Klein could hold key to campaign finance reform



Will this be the year the state reforms its campaign finance law? If Gov. Andrew Cuomo’s track record is any indication, it will be achieved. But the legislation has to get past one major hurdle: the State Senate. 

Good government groups, including some constituents in favor of campaign finance reform, are focusing their attention on co-majority leader state Sen. Jeff Klein, to get Mr. Cuomo’s proposals passed.

During his lengthy state of the state address in early January, Mr. Cuomo spoke briefly about campaign finance reform, only hinting at the proposals outlined in the 312-page book accompanying his speech. 

Among the changes he outlined is a requirement for campaign committees to disclose any contributions of more than $500 within 48 hours, or within 24 hours as Election Day draws closer. He also called for making ballots more readable, lowering contribution limits, instituting early voting and for a new enforcement unit to crack down on infractions, as well as for public financing of campaigns and closing loopholes that allow companies to exceed contribution limits by giving from a variety of LLCs. 

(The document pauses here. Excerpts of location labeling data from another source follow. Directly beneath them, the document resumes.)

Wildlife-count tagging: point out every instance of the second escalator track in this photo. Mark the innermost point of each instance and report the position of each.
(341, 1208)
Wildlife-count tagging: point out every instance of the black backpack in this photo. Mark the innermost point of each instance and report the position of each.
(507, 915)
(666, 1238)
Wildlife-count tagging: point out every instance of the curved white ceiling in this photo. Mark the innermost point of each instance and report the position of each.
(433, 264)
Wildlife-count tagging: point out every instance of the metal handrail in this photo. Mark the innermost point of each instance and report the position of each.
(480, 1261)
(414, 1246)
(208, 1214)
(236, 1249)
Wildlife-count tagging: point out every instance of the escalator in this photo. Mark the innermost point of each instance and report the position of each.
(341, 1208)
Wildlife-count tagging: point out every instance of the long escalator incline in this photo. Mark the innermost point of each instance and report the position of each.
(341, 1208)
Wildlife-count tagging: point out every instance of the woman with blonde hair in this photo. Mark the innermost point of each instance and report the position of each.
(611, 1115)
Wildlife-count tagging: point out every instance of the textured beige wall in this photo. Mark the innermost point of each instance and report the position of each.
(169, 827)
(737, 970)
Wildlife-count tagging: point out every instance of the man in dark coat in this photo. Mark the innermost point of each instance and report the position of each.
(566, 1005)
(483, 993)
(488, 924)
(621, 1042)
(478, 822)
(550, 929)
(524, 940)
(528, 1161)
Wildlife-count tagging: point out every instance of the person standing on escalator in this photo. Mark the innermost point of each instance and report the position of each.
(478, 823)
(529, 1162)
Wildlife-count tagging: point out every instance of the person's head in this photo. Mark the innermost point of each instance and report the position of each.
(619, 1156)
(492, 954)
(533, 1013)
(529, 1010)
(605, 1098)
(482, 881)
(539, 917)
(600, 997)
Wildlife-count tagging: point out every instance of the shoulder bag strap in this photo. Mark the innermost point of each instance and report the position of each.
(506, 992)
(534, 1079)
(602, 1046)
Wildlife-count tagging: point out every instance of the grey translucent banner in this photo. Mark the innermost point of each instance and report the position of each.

Even the Cliffs Notes version above is enough to put the most politically savvy constituent to sleep. But Mr. Cuomo’s aggressive proposal would completely transform the way elections are run in New York. 

“The problem is not just that elections are too expensive; the problem is that average New Yorkers are not the main source of campaign funds and thus have a limited voice in our elections,” reads Mr. Cuomo’s State of the State book.

Immediately after he announced the plan, good government groups jumped for joy, releasing statements of support. Now, they’re urging Mr. Klein to act.

“We’re looking for Sen. Klein to step forward and take the lead on this as he has with minimum wage,” Stephen Pampinella of Fair Elections for New York said.

For some constituents who have been wary of the coalition Mr. Klein and his Independent Democratic Conference formed with Republicans to rule the Senate, this legislation could help them determine where Mr. Klein’s loyalty lies.